- Ellen Havre Weis in 1988
- Born: May 14, 1957 Levittown, Pennsylvania
- Died: July 27, 2021 (aged 64) Altadena, California
- Occupation(s): historian, museum co-founder
- Known for: Museum of Modern Mythology

= Ellen Havre Weis =

American historian and museum founder (1957–2021)

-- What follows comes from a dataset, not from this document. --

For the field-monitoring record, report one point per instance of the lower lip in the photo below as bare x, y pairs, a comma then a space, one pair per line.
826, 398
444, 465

Ellen Havre Weis (May 14, 1957 – July 27, 2021) was an American historian and a co-founder of the Museum of Modern Mythology in San Francisco.

==Early life==
Weis was born in 1957 in Levittown, Pennsylvania. Her mother, Aimee LeVita Weis, was a college librarian, and her father Henry Kraus Weis, was a product engineer.
In 1975 she enrolled in the writing program of the University of Iowa. She dropped out of school a year before graduating, and continued working in her part-time job as a typesetter at an Iowa City boutique publishing house.
In 1982 she moved to San Francisco.

==Career==
In San Francisco, Weis founded the Museum of Modern Mythology in 1982 with Matthew Cohen and Jeff Errick. The museum, was open from 1982 to 1989. It displayed 3000 pop advertising icons, including pop brand icons such as Mr. Clean, the Pillsbury Doughboy, Frito Bandito, Col. Sanders, Cap'n Crunch, Mr. Peanut and the Michelin Man. In 1987 Weis said that the museum's goal was to "take these advertising characters out of their normal context of sales and look at them as anthropology. Most of American society has been exposed to these images. Certainly the Jolly Green Giant is more recognizable than Zeus--or your state senator". The museum was damaged during the Loma Prieta earthquake and never reopened.
After the museum's closure, Weis opened a public relations firm in San Francisco.

In 2004, Weis authored the book Berkeley: The Life and Spirit of a Remarkable Town.

==Death==
Weis died at home at age 64 from brain cancer.